🤖 AI Summary
To address the deployment challenges and high latency of large models in speech generation, this paper proposes the TinyWave model family and a layer-wise alignment knowledge distillation framework—enabling, for the first time, compact models to jointly model pure speech and speech-text hybrid continuation. Methodologically, we compress a 2-billion-parameter multimodal Transformer via hidden-state matching, attention map alignment, and softened-logits distillation, yielding a lightweight model with one-third the parameter count. Trained on 50,000 hours of public audio, the distilled model achieves only a +1.4 perplexity increase on Libri-Light, while attaining 93–97% of the teacher’s accuracy on StoryCloze and SALMon—significantly outperforming same-scale baselines. This work establishes a new paradigm for efficient, real-time speech generation applicable to resource-constrained and interactive dialogue scenarios.
📝 Abstract
Current speech language models exceed the size and latency constraints of many deployment environments. We build compact, expressive speech generation models through layer-aligned distillation, matching hidden states, attention maps, and softened logits to compress large multimodal transformers by 3x with minimal loss in performance. We introduce TinyWave, a family of 2B-parameter models for speech-to-speech and interleaved speech-text generation, trained on 50,000 hours of public audio. TinyWave supports (i) speech-only generation using phonetic or expressive tokens and (ii) mixed speech-text continuations.

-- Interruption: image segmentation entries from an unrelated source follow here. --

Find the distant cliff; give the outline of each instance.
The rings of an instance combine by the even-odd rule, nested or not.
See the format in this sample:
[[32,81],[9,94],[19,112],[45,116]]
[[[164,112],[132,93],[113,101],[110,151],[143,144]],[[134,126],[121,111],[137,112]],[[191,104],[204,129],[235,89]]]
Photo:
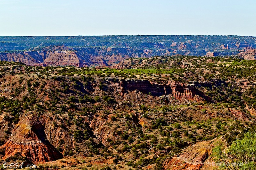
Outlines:
[[[129,57],[236,55],[256,38],[235,36],[0,36],[0,60],[29,65],[113,65]],[[214,55],[215,54],[215,55]]]

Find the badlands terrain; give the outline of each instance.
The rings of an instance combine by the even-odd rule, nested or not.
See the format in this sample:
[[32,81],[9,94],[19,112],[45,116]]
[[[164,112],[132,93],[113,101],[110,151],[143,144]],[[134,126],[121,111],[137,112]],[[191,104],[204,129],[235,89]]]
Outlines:
[[[52,51],[20,53],[40,61]],[[220,161],[218,148],[256,130],[256,61],[242,57],[123,58],[91,67],[47,66],[47,57],[1,61],[1,161],[44,169],[217,168],[209,165]],[[225,160],[241,161],[231,151]]]

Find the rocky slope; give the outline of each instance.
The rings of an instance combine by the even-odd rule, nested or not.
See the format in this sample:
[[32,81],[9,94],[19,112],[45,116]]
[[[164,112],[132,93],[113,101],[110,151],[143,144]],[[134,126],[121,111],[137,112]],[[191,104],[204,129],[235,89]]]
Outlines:
[[216,138],[204,141],[186,148],[178,157],[167,159],[164,163],[164,169],[214,169],[215,167],[212,166],[214,161],[211,155],[215,144],[220,140]]
[[53,161],[62,155],[46,140],[44,124],[34,113],[27,113],[12,131],[8,140],[0,147],[5,151],[3,159],[20,155],[32,162]]
[[[2,36],[0,60],[31,65],[84,67],[114,65],[130,57],[199,56],[207,53],[231,55],[245,48],[256,48],[256,45],[255,37],[231,36]],[[63,46],[68,47],[56,48]]]
[[256,60],[256,49],[251,48],[246,48],[244,51],[239,53],[236,55],[246,60]]
[[179,57],[129,59],[124,70],[0,62],[1,158],[63,169],[210,169],[215,142],[255,122],[253,76],[244,68],[240,79],[218,79],[226,71],[216,67],[254,61]]

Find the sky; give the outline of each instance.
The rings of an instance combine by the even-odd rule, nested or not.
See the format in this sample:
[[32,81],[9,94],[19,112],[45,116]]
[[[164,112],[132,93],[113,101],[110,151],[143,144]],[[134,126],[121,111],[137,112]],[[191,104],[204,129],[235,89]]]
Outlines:
[[0,36],[256,36],[255,0],[0,0]]

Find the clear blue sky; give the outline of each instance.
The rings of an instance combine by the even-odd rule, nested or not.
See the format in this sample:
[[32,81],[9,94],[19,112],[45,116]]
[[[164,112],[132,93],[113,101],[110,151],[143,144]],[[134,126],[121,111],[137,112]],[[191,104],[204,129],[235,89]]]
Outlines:
[[0,35],[256,36],[255,0],[0,0]]

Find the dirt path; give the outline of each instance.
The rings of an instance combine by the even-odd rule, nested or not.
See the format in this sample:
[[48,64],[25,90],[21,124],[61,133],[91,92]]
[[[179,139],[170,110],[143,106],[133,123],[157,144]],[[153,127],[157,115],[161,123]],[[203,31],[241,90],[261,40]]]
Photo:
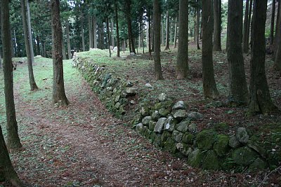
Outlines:
[[[77,79],[76,79],[77,78]],[[29,186],[240,186],[256,183],[246,174],[204,172],[160,151],[112,117],[81,76],[66,83],[70,105],[49,97],[27,101],[15,83],[24,150],[12,153]],[[39,92],[48,91],[47,88]]]

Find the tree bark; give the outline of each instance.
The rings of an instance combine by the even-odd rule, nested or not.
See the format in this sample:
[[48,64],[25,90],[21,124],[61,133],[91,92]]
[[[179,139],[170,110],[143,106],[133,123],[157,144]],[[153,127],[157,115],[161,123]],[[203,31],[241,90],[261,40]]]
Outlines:
[[242,1],[228,1],[228,104],[233,106],[247,105],[249,102],[249,92],[247,87],[244,59],[242,48]]
[[213,43],[214,30],[213,4],[202,0],[202,81],[205,98],[214,98],[218,95],[214,74]]
[[[25,0],[26,1],[26,0]],[[22,25],[23,25],[23,32],[25,34],[25,50],[26,55],[27,57],[27,67],[28,67],[28,76],[30,79],[30,90],[34,91],[38,89],[38,87],[36,84],[34,76],[33,74],[33,67],[32,67],[32,43],[30,41],[31,38],[30,38],[30,35],[28,32],[28,21],[27,18],[27,11],[26,11],[26,1],[25,0],[21,0],[21,11],[22,11]],[[31,45],[31,46],[30,46]]]
[[179,1],[178,47],[176,67],[177,79],[184,79],[188,71],[188,1]]
[[8,0],[1,1],[1,14],[4,61],[3,70],[4,74],[4,92],[7,120],[7,146],[8,148],[16,149],[21,148],[22,145],[18,134],[18,123],[15,117],[13,96],[13,64],[11,51],[11,43]]
[[169,46],[169,11],[167,11],[166,13],[166,47],[165,47],[165,50],[169,50],[170,49],[170,46]]
[[254,1],[249,106],[250,113],[264,115],[277,110],[270,98],[265,72],[266,8],[267,1]]
[[273,0],[271,8],[271,22],[270,22],[270,44],[273,45],[274,43],[274,20],[275,18],[275,0]]
[[[249,22],[249,0],[246,0],[246,7],[245,7],[245,15],[244,16],[244,27],[243,27],[243,42],[242,42],[242,49],[244,53],[247,53],[247,33],[248,29]],[[248,41],[249,42],[249,41]]]
[[67,41],[67,56],[68,59],[72,59],[71,57],[71,47],[70,47],[70,23],[68,20],[65,21],[65,29],[66,29],[66,39]]
[[67,106],[70,103],[65,95],[63,80],[62,27],[60,17],[60,1],[51,0],[52,10],[52,39],[53,39],[53,98],[54,103],[59,106]]
[[176,20],[175,20],[175,35],[174,36],[174,48],[176,48],[176,35],[178,32],[178,26],[176,25],[177,24],[177,17],[176,17]]
[[153,0],[154,67],[156,80],[163,80],[160,59],[160,5]]
[[214,51],[221,51],[221,0],[214,0]]

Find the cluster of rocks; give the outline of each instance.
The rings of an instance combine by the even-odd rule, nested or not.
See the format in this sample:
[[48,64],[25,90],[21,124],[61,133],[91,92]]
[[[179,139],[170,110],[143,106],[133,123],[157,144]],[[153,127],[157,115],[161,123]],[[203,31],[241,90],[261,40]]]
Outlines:
[[126,105],[136,104],[134,96],[137,89],[132,82],[114,77],[105,67],[77,55],[74,55],[72,65],[78,68],[107,108],[117,116],[125,114]]
[[196,122],[203,118],[194,109],[188,110],[183,101],[174,104],[161,94],[153,106],[140,108],[140,116],[133,125],[156,146],[186,158],[194,167],[258,169],[276,162],[268,159],[266,149],[251,139],[244,127],[239,127],[232,135],[218,134],[213,128],[198,132]]

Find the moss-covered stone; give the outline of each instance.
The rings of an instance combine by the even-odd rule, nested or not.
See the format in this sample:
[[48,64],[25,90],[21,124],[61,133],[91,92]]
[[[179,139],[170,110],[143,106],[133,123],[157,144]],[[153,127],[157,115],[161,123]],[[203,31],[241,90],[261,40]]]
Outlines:
[[228,146],[228,136],[224,134],[218,134],[217,136],[216,141],[214,144],[214,151],[218,156],[225,156],[229,151],[230,148]]
[[258,153],[247,146],[240,147],[232,153],[234,161],[240,165],[249,166],[259,157]]
[[218,170],[221,168],[220,160],[214,150],[204,153],[202,167],[205,169]]
[[189,132],[186,132],[183,137],[183,143],[188,144],[193,144],[193,141],[195,139],[195,136]]
[[211,149],[216,139],[216,132],[212,130],[203,130],[196,136],[198,148],[202,150]]
[[200,149],[196,149],[188,155],[188,162],[192,167],[201,167],[203,153]]

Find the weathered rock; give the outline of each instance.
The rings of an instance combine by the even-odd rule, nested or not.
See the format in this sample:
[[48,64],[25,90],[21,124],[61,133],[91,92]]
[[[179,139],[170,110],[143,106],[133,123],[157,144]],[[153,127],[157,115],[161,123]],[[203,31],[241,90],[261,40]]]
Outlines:
[[201,150],[196,149],[188,155],[188,162],[192,167],[200,167],[203,158],[203,153]]
[[185,110],[176,110],[173,112],[174,118],[176,118],[177,120],[184,119],[187,116],[188,113]]
[[157,123],[156,123],[153,131],[159,133],[162,132],[164,129],[164,124],[165,124],[166,120],[166,118],[159,118]]
[[217,139],[214,144],[214,151],[215,151],[218,156],[223,157],[229,151],[230,148],[228,146],[228,136],[223,134],[218,134],[217,136]]
[[185,133],[188,130],[188,125],[190,124],[189,120],[186,119],[181,121],[180,123],[176,125],[176,129]]
[[195,139],[195,136],[190,132],[186,132],[183,137],[182,141],[183,143],[188,144],[193,144],[193,141]]
[[156,122],[153,120],[150,120],[149,122],[148,128],[150,130],[154,130],[154,127],[156,125]]
[[197,120],[203,118],[203,115],[202,115],[199,112],[192,111],[192,113],[188,114],[188,118]]
[[235,137],[231,137],[229,139],[228,145],[232,148],[237,148],[241,146],[241,144]]
[[136,125],[136,131],[139,134],[142,134],[143,130],[143,123],[140,123]]
[[155,111],[152,113],[152,115],[151,115],[151,117],[152,118],[152,120],[157,121],[157,120],[158,120],[159,118],[161,118],[161,115],[160,115],[160,113],[159,113],[158,111]]
[[204,169],[218,170],[221,168],[220,160],[213,150],[204,154],[202,167]]
[[236,139],[239,142],[246,144],[249,141],[249,135],[244,127],[239,127],[235,134]]
[[232,153],[232,157],[237,165],[249,166],[254,162],[259,155],[254,150],[244,146],[235,149]]
[[188,156],[188,155],[192,152],[192,148],[185,144],[176,144],[176,148],[178,149],[181,153],[186,156]]
[[172,116],[169,116],[165,123],[164,130],[172,132],[175,129],[176,123],[178,123],[177,120]]
[[184,102],[183,101],[178,101],[173,106],[173,111],[174,110],[185,110],[187,109],[187,106]]
[[174,130],[172,134],[173,139],[176,142],[181,142],[183,139],[183,133],[177,130]]
[[161,93],[159,96],[158,96],[158,100],[159,102],[164,102],[166,100],[166,94],[164,93]]
[[216,139],[216,133],[212,130],[205,130],[196,136],[198,148],[202,150],[211,149]]
[[196,133],[198,132],[197,125],[195,123],[191,123],[188,125],[188,131],[192,133]]
[[168,109],[162,108],[159,110],[159,113],[162,117],[166,117],[170,113],[170,111]]
[[260,170],[268,168],[268,163],[260,158],[256,158],[253,163],[250,165],[249,169],[251,170]]
[[143,125],[148,126],[150,121],[151,120],[151,116],[145,116],[143,118],[142,123]]

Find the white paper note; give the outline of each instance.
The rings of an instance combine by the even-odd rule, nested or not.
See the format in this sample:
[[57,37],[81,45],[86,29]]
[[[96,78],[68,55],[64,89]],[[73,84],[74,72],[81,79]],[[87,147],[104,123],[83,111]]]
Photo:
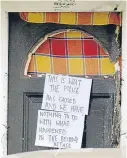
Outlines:
[[41,109],[88,114],[92,79],[46,74]]
[[38,110],[35,145],[80,149],[84,121],[83,115]]

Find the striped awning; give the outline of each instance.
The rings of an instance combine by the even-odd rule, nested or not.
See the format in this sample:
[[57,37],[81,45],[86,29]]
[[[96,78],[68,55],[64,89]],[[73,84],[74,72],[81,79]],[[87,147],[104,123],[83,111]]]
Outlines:
[[121,13],[117,12],[21,12],[20,17],[29,23],[121,25]]
[[79,30],[62,30],[33,46],[24,73],[29,77],[45,73],[105,76],[115,74],[114,64],[93,36]]

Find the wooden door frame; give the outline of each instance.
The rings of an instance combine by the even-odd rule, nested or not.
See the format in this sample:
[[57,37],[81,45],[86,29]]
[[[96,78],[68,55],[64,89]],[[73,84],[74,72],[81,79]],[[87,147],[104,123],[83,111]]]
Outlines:
[[[58,1],[58,0],[56,0]],[[120,148],[125,152],[127,146],[127,3],[125,1],[76,1],[71,9],[61,11],[122,11],[122,100],[121,100],[121,142]],[[43,7],[42,7],[43,6]],[[2,1],[1,2],[1,106],[0,106],[0,156],[7,155],[7,107],[8,107],[8,12],[48,12],[54,10],[54,1]],[[116,66],[116,69],[118,67]],[[86,149],[84,149],[86,150]]]

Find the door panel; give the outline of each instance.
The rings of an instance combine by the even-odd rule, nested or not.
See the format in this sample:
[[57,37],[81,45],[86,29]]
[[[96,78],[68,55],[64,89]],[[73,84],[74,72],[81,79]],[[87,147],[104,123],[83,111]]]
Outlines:
[[[33,44],[45,34],[59,28],[73,27],[29,24],[22,21],[18,14],[9,14],[8,154],[44,149],[34,146],[34,141],[37,110],[42,102],[45,77],[26,78],[23,71],[27,52]],[[115,92],[114,79],[93,80],[82,147],[111,147]]]

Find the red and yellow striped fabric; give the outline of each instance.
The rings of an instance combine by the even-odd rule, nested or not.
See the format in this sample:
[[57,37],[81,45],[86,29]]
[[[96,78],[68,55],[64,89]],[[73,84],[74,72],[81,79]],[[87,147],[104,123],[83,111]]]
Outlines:
[[64,30],[47,35],[33,46],[25,75],[114,75],[114,64],[94,37],[78,30]]
[[21,12],[20,17],[29,23],[121,25],[121,14],[117,12]]

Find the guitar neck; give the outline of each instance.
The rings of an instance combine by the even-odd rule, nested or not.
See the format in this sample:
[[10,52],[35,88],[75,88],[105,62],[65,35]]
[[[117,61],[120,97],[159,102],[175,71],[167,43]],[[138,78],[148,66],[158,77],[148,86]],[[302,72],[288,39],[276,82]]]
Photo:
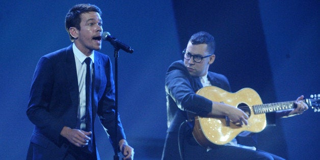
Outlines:
[[[303,100],[306,102],[305,99]],[[255,114],[263,114],[278,111],[287,110],[296,108],[295,102],[296,101],[288,101],[283,102],[277,102],[267,104],[261,104],[252,106]]]

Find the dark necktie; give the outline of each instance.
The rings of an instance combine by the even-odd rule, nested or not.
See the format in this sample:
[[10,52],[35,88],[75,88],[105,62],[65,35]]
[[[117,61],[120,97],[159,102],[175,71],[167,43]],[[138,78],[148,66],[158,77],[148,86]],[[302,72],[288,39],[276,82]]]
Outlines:
[[86,131],[91,131],[92,134],[90,136],[91,140],[89,141],[88,145],[88,150],[90,152],[92,152],[92,76],[91,74],[91,59],[87,58],[85,60],[85,62],[87,64],[87,73],[86,74]]

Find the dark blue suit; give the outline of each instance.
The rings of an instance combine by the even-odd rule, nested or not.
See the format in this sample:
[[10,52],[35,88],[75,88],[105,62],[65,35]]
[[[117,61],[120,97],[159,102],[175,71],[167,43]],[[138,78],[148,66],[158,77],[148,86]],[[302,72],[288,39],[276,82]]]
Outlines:
[[[95,51],[93,125],[97,114],[108,129],[111,140],[115,137],[115,86],[109,57]],[[76,147],[60,135],[64,126],[75,128],[79,91],[72,45],[42,57],[32,81],[26,114],[35,124],[27,159],[62,159],[70,148]],[[118,117],[118,144],[125,136]],[[93,127],[93,130],[94,127]],[[94,133],[93,135],[94,156]]]
[[[212,86],[230,90],[225,76],[208,72],[207,77]],[[178,132],[180,125],[188,119],[187,111],[205,116],[211,112],[212,102],[195,93],[203,87],[202,84],[199,77],[190,75],[182,61],[175,62],[169,67],[166,75],[165,85],[168,129],[163,158],[179,159]],[[192,136],[191,131],[193,129],[193,124],[188,124],[188,127],[180,130],[180,139],[186,135]]]
[[[207,78],[212,86],[230,92],[224,75],[208,72]],[[183,159],[278,158],[263,151],[235,146],[214,145],[209,151],[200,146],[192,135],[194,125],[192,120],[195,116],[205,117],[211,112],[212,104],[210,100],[195,93],[202,87],[199,77],[192,76],[182,61],[175,62],[169,67],[165,84],[168,129],[163,159],[179,159],[180,154]],[[187,120],[189,121],[185,123]]]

Evaluation on Libri-Light shows TinyWave within 1.4 normalized perplexity points of its teacher. Accuracy on spoken StoryCloze and SALMon reaches 93-97% of the teacher's performance, outperforming size-matched baselines. These models are optimized for deployment on commodity hardware, enabling applications in real-time conversational agents, assistive technologies, and low-resource environments. We release models, training code, and evaluation scripts to support reproducible research on compact, expressive speech generation.